Hundreds of rabbits come bounding across the grass the moment a ferry passenger steps onto Okunoshima. They are fearless, habituated to humans, and utterly charming -- the reason this small island in the Seto Inland Sea has earned the nickname Rabbit Island and become a viral tourist destination. But walk a few hundred meters inland, past the campsites and nature trails, and the mood shifts. Crumbling concrete ruins emerge from the undergrowth: the remains of a poison gas factory so secret that it was erased from maps during World War II. Okunoshima holds both realities simultaneously, an island where visitors come to feed rabbits among the ruins of one of Imperial Japan's most hidden atrocities.
Between 1927 and 1929, the Japanese military built a chemical munitions plant on Okunoshima, chosen for its isolation and distance from population centers. The island had been fortified during the Russo-Japanese War with ten coastal defense forts, and only three fishing families lived there. The military converted a local fish preservation processor into a toxic gas reactor. Workers were not told what they were manufacturing. Under harsh conditions and with inadequate safety equipment, the plant went on to produce over six kilotons of mustard gas and tear gas, used in Japan's chemical warfare during the Second Sino-Japanese War in China. Many workers suffered chronic illnesses from toxic exposure, their suffering compounded by official silence -- they were told to say nothing about the factory's purpose.
When the war ended, the cover-up continued. Documents were burned. Allied Occupation Forces disposed of the remaining gas stockpiles by dumping them at sea, burning them, or burying them on the island. Workers were instructed to remain silent, and several decades passed before the Japanese government provided medical aid to those who had suffered exposure-related illnesses. The ruins of the gas factory and the Russo-Japanese War forts still stand across the island, but entry is prohibited because the structures remain too dangerous. In 1988, the Okunoshima Poison Gas Museum opened -- a small, two-room facility whose curator, Murakami Hatsuichi, told The New York Times: "My hope is that people will see the museum in Hiroshima City and also this one, so they will learn that we were both victims and aggressors in the war."

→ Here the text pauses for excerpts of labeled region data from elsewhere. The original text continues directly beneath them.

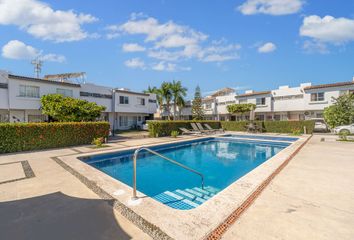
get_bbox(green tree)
[170,80,187,120]
[226,103,256,119]
[41,94,106,122]
[192,86,204,120]
[160,82,172,120]
[323,94,354,128]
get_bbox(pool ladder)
[133,147,204,199]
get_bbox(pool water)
[81,138,290,209]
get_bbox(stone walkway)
[0,135,354,240]
[223,135,354,240]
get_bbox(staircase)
[153,186,220,210]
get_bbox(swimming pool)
[80,137,290,210]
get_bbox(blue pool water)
[81,138,290,209]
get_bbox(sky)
[0,0,354,97]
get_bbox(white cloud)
[122,43,145,52]
[258,42,277,53]
[106,13,240,65]
[2,40,39,60]
[151,61,191,72]
[237,0,304,15]
[124,58,145,69]
[303,40,329,54]
[300,15,354,44]
[2,40,66,63]
[0,0,97,42]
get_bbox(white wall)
[80,83,113,112]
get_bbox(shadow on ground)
[0,192,131,240]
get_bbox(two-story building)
[0,71,157,130]
[160,79,354,121]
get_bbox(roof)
[9,74,80,87]
[210,87,235,97]
[304,81,354,90]
[114,89,150,96]
[236,91,271,97]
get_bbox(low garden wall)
[0,122,109,153]
[148,120,315,137]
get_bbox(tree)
[170,80,187,120]
[176,94,186,119]
[41,94,106,122]
[160,82,172,120]
[192,86,204,120]
[323,94,354,128]
[226,103,256,121]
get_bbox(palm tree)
[176,94,186,120]
[160,82,172,120]
[170,80,187,120]
[144,86,163,111]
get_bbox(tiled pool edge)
[51,157,173,240]
[205,135,312,240]
[54,136,308,239]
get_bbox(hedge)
[0,122,109,153]
[148,120,221,137]
[148,120,315,137]
[221,120,315,134]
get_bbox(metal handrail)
[133,147,204,199]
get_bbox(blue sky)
[0,0,354,95]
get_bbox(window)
[119,96,129,104]
[256,98,265,105]
[28,114,47,122]
[57,88,73,97]
[311,92,324,102]
[20,85,39,98]
[138,98,145,106]
[119,116,128,127]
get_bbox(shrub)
[0,122,109,153]
[148,120,221,137]
[171,130,179,138]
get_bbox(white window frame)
[57,88,73,97]
[119,96,129,104]
[310,92,325,102]
[19,84,40,98]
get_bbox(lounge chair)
[179,128,202,135]
[196,123,215,134]
[204,123,225,133]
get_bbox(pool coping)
[53,134,310,239]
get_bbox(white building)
[160,79,354,121]
[0,71,157,129]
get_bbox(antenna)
[31,57,43,78]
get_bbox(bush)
[221,120,315,134]
[148,120,221,137]
[0,122,109,153]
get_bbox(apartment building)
[0,71,157,130]
[160,79,354,121]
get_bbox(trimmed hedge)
[0,122,110,153]
[221,120,315,134]
[148,120,315,137]
[148,120,221,137]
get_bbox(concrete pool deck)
[0,136,354,239]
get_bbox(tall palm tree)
[176,94,186,120]
[170,80,187,120]
[160,82,172,120]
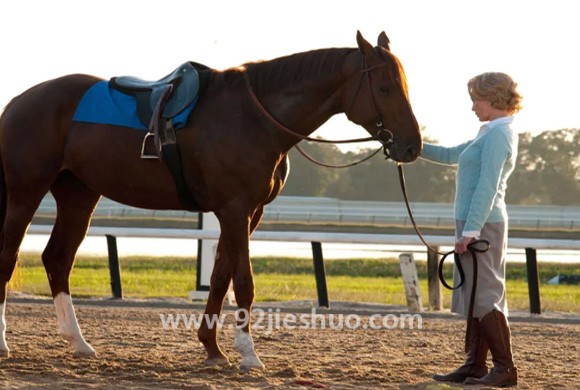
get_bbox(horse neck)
[247,49,360,149]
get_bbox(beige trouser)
[451,221,508,318]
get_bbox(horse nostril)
[405,145,421,161]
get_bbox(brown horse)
[0,32,422,369]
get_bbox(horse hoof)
[240,356,266,372]
[205,356,230,367]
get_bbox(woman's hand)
[455,237,475,253]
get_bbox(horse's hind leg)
[42,171,100,356]
[0,190,48,356]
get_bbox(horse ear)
[378,31,391,51]
[356,31,373,58]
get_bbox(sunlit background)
[0,0,580,151]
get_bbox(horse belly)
[64,122,188,210]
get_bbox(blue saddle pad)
[73,80,198,130]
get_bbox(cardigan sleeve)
[463,131,512,232]
[421,141,473,165]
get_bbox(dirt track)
[0,300,580,389]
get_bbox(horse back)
[0,74,101,139]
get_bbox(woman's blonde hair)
[467,72,522,114]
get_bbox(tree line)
[281,129,580,206]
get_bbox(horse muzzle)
[383,140,423,163]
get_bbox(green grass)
[12,253,580,312]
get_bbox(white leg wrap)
[0,302,10,357]
[54,292,95,356]
[235,329,264,371]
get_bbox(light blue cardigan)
[421,116,518,237]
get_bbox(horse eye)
[379,87,391,95]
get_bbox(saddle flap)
[109,62,200,125]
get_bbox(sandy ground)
[0,298,580,389]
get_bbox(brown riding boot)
[465,309,518,387]
[433,318,489,383]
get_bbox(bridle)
[243,58,394,163]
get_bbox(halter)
[244,58,394,156]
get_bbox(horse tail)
[0,110,10,250]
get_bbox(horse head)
[345,31,422,162]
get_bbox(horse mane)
[224,48,355,94]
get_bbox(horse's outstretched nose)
[391,143,423,162]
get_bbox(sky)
[0,0,580,149]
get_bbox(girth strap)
[141,85,200,211]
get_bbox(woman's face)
[471,100,495,122]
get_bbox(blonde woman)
[421,72,522,386]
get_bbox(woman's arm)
[421,141,473,165]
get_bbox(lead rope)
[397,164,491,352]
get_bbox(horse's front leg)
[218,206,264,371]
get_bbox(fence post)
[310,241,330,307]
[427,246,442,311]
[399,253,423,312]
[526,248,542,314]
[105,234,123,299]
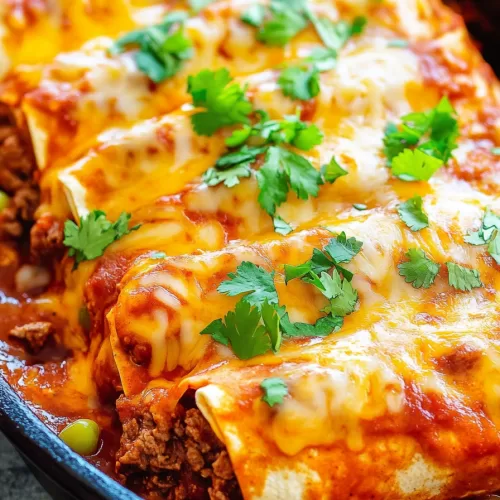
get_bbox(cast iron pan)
[0,0,500,500]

After the war, when the island was developed as a park, rabbits were intentionally released onto Okunoshima. The wartime rabbits -- used to test the effectiveness of the chemical weapons -- had all been euthanized when the factory was demolished and are not the ancestors of today's population. The current rabbits descended from those postwar introductions, thriving in an environment where hunting is forbidden and dogs and cats are not permitted. They have multiplied into the hundreds, approaching visitors without hesitation and crowding around anyone carrying food. In 2015, the BBC featured the island in its series Pets -- Wild at Heart, and social media turned Okunoshima into an international destination. The island is part of the Setonaikai National Park, connected to the mainland by Japan's tallest powerline crossing at 226 meters.

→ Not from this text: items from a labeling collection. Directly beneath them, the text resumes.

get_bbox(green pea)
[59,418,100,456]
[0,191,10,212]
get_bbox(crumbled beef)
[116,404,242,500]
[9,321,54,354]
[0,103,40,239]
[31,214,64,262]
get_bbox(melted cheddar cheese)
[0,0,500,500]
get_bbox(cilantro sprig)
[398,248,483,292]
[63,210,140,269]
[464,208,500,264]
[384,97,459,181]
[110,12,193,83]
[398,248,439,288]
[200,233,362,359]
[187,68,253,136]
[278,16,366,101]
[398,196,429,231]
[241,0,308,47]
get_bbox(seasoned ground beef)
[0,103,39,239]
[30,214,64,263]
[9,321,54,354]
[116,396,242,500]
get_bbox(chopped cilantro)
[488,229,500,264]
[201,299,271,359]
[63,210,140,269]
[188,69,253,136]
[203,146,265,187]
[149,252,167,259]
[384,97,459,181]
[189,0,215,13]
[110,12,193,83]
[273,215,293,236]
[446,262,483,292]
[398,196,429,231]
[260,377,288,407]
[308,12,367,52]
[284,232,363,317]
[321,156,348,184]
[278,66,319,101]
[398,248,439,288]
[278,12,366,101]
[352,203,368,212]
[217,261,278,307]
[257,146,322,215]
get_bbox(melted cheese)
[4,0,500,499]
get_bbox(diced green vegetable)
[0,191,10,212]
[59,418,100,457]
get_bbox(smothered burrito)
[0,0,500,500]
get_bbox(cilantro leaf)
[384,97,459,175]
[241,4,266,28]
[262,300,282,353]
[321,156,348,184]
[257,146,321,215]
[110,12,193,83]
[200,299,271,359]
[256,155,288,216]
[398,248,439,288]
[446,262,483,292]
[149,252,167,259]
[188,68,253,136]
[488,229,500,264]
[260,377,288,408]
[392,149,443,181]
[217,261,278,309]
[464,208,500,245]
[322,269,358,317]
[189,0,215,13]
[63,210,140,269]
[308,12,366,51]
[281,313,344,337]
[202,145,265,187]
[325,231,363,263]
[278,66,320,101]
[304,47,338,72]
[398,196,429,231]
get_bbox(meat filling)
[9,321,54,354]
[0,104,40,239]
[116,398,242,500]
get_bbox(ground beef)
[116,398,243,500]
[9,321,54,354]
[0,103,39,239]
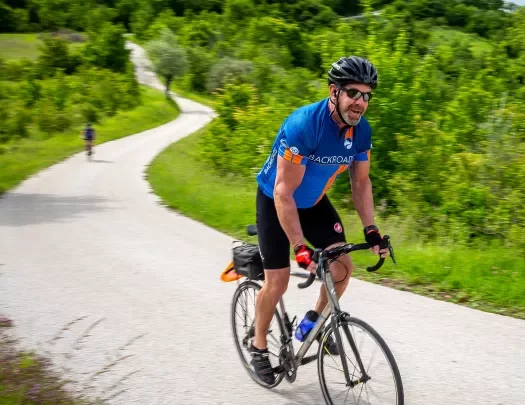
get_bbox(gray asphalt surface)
[0,41,525,405]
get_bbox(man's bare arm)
[350,161,374,227]
[274,156,306,246]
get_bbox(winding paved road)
[0,41,525,405]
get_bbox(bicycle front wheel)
[317,317,404,405]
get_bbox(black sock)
[252,342,268,353]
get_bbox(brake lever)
[388,242,397,266]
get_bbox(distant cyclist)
[81,122,95,156]
[250,56,388,384]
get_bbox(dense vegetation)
[136,0,525,252]
[139,1,525,318]
[0,0,525,262]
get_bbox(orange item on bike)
[221,260,244,283]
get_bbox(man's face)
[330,84,372,125]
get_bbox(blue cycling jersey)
[257,98,372,208]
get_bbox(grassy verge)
[0,86,179,194]
[0,326,102,405]
[0,32,85,60]
[147,124,525,319]
[170,82,217,108]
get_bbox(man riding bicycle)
[81,122,95,155]
[250,56,388,384]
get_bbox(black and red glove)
[363,225,383,247]
[294,245,314,270]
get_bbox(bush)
[206,57,253,93]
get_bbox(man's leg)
[250,189,290,385]
[253,267,290,349]
[315,243,354,314]
[295,195,353,355]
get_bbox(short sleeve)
[354,121,372,162]
[279,114,313,165]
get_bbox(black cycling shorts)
[256,188,346,270]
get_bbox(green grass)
[0,329,98,405]
[431,27,493,57]
[147,124,525,319]
[0,33,86,60]
[0,86,179,194]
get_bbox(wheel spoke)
[319,318,403,405]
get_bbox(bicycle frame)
[279,249,368,386]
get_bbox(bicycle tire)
[317,317,404,405]
[231,280,284,389]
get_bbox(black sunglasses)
[339,87,372,102]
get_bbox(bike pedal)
[272,366,284,374]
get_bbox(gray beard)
[341,112,361,127]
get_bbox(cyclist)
[250,56,388,384]
[81,122,95,155]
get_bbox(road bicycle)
[221,225,404,405]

The Poison Gas Museum's two rooms offer a stark complement to the rabbits outside. The first room documents the factory's construction, working conditions, and the fates of the workers whose families donated personal artifacts. The second room explains how poison gas attacks the human body -- lungs, eyes, skin, heart -- illustrated with images of victims from Iraq and Iran. The museum is aimed primarily at Japanese visitors, but English summaries accompany each section. Curator Murakami's hope that visitors would understand Japan as both victim and aggressor captures the island's strange duality: a place where the cutest destination in Japan sits atop one of its darkest chapters, and where neither truth cancels the other.
Located at 34.309N, 132.993E in the Seto Inland Sea, Hiroshima Prefecture. Okunoshima is a small, distinct island visible from low altitude among the islands of the Inland Sea. Connected to the mainland (Takehara) by the Chushi Powerline Crossing, which at 226 meters is the tallest in Japan -- a distinctive visual marker. Nearest airports: Hiroshima Airport (RJOA) approximately 40 km west, Matsuyama Airport (RJOM) approximately 45 km south across the Inland Sea. Best viewed from 2,000-3,000 feet; the island's small size makes it easy to identify from its surrounding water.